Federal Circuit Patent Bulletin: Ruckus Wireless, Inc. v. Innovative Wireless Solutions
“If, after applying all other available tools of claim construction, a claim is ambiguous, it should be construed to preserve its validity.”
On May 31, 2016, in Ruckus Wireless, Inc. v. Innovative Wireless Solutions, the U.S. Court of Appeals for the Federal Circuit (Prost, Reyna,* Stark) affirmed the district court’s judgment that Ruckus did not infringe U.S. Patents No. 5,912,895, No. 6,327,264, and No. 6,587,473, which related to access to a local area network (LAN) from a relatively distant computer.

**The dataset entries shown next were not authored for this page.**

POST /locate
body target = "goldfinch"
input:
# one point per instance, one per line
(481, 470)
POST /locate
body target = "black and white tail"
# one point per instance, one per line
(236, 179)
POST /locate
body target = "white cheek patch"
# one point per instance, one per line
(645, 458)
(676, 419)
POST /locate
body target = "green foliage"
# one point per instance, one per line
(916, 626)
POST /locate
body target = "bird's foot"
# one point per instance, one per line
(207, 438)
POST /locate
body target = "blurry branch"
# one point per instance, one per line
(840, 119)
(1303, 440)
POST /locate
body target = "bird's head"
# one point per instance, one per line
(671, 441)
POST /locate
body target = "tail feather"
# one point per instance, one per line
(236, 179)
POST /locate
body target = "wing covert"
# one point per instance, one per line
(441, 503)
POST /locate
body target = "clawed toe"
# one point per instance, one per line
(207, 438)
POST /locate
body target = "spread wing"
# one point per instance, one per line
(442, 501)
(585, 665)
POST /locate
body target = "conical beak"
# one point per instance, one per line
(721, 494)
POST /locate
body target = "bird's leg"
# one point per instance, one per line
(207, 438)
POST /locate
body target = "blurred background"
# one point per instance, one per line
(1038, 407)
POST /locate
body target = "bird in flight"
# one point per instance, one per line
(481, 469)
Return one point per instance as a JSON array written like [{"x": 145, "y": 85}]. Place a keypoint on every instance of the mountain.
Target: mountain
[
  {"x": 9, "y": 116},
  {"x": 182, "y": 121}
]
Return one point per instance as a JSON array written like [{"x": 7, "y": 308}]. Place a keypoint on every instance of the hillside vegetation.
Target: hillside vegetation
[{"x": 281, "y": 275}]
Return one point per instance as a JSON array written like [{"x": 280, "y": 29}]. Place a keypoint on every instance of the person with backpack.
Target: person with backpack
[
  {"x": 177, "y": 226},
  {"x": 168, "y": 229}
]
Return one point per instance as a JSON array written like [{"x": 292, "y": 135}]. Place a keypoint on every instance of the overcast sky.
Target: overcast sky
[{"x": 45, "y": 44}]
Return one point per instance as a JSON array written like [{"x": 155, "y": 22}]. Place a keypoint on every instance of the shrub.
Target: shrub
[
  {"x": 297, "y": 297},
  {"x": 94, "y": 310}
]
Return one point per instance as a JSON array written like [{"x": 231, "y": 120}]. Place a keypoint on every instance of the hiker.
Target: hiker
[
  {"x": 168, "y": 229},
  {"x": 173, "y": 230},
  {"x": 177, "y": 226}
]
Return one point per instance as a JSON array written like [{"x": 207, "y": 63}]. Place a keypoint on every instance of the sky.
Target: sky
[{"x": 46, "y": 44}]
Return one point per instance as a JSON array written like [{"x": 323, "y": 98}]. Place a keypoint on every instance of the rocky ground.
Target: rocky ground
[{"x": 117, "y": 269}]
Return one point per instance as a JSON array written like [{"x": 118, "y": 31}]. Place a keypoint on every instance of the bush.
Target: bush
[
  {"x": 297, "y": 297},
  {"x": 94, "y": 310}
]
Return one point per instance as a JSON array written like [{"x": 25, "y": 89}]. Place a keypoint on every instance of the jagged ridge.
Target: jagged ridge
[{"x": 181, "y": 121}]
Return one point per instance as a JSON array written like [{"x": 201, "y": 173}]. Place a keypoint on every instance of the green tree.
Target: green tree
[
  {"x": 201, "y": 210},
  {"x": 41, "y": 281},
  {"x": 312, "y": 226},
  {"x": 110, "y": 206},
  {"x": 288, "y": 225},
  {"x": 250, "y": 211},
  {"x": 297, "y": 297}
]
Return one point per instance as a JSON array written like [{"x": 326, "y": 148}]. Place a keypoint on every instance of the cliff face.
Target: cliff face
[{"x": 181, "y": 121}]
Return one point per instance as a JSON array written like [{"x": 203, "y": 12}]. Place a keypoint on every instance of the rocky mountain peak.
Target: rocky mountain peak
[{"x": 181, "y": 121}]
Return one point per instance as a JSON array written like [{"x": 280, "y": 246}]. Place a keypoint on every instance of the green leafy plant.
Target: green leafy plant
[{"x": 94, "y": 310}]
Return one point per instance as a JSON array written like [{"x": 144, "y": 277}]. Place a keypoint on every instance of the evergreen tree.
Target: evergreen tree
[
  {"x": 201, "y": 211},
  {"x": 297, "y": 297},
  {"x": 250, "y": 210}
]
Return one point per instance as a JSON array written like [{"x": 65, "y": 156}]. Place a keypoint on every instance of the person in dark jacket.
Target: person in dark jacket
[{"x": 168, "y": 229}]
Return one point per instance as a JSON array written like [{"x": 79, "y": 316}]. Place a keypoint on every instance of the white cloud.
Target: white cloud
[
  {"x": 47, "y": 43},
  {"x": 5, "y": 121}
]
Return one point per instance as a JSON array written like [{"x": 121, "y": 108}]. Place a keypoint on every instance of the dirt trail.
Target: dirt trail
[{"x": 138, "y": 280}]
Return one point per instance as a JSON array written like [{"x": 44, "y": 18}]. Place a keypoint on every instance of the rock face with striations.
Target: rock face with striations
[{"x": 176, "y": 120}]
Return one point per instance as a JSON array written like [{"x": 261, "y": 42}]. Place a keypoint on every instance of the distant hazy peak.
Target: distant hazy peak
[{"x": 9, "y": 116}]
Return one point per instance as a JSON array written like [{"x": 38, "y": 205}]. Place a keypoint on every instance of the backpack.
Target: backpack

The Federal Circuit stated:
“[T]he words of a claim are generally given their ordinary and customary meaning,” which is “the meaning that the term would have to a person of ordinary skill in the art in question at the time of the invention.” The ordinary meaning may be determined by reviewing various sources, such as the claims themselves, the specification, the prosecution history, dictionaries, and any other relevant evidence. Ultimately, “[t]he only meaning that matters in claim construction is the meaning in the context of the patent.” Legal error arises when a court relies on extrinsic evidence that contradicts the intrinsic record.
[The district court held] that the specification limits the scope of the invention to “any twisted pair wiring which is too long to permit conventional . . . LAN interconnections.” It dismisses IWS’s claim differentiation arguments because “two-wire telephone line” is only one type of several wired lines disclosed in the specification, meaning that the term “communications path” need not cover wireless communications to be broader than “two-wire telephone line.”
IWS’s argument relies on the assumption that “communications path” has an ordinary meaning which encompasses both wired and wireless communications. But we see no intrinsic or extrinsic evidence to support IWS’s assumption that a person of ordinary skill at the time of invention would have understood the plain and ordinary meaning of “communications path” to include wireless communications. We see nothing in the intrinsic record that would have suggested to one of ordinary skill that “communications path” refers to wireless communications. To the contrary, the intrinsic record militates powerfully against that understanding. First, the title of the Terry patents indicates that they are directed to “Communicating Information Packets Via Telephone Lines.” Second, the specification describes “[t]his invention” as one “particularly concerned” with “two wire lines such as telephone subscriber lines.” Third, every embodiment described in the specification utilizes a telephone wire, and when the specification clarifies that the full breadth of the invention is not limited to the expressed embodiments, it declares only that the patents may also reach any wired connection. Though these statements do not expressly exclude wireless communications from the meaning of “communications path,” they do not include it, and they discourage that understanding. Further, IWS did not present—nor did the district court consult—any extrinsic evidence, such as dictionaries, trade literature, expert testimony, or any other evidence showing that “communications path” was a term of art or otherwise understood to include wireless communications at the time of invention.
Considering the claims as a whole provides no additional clue that “communications path” includes wireless communications. Though several dependent claims limit the communications path to a “two-wire telephone subscriber line” or a “twowire line”, we agree with Ruckus that these dependent claims could merely exclude other types of wired communications paths disclosed in the specification, such as coaxial cable. The doctrine of claim differentiation—which encourages us to construe independent claims more broadly than their dependent claims—therefore does not necessarily suggest that the “communications path” recited in the independent claim encompasses wireless communications. We also have no evidence that the underlying purpose and disclosed solution of the Terry patents might evoke wireless communication in the mind of a skilled artisan. IWS presents no evidence that the inability to execute collision detection protocols over long distances was a problem in wireless communication or that collision detection was even used in that context. We therefore have no reason to believe that the purpose of the patents would have implicated wireless communications within the meaning of “communications path.”
The canons of claim construction provide additional reason to limit the scope of the claims to wired communication. If, after applying all other available tools of claim construction, a claim is ambiguous, it should be construed to preserve its validity. Because the specification makes no mention of wireless communications, construing the instant claims to encompass that subject matter would likely render the claims invalid for lack of written description. The canon favoring constructions that preserve claim validity therefore counsels against construing “communications path” to include wireless communications. We conclude that no intrinsic or extrinsic evidence suggests that “communications path” encompasses wireless communications. Accordingly, we affirm the district court’s claim constructions and final judgment of non-infringement based thereon.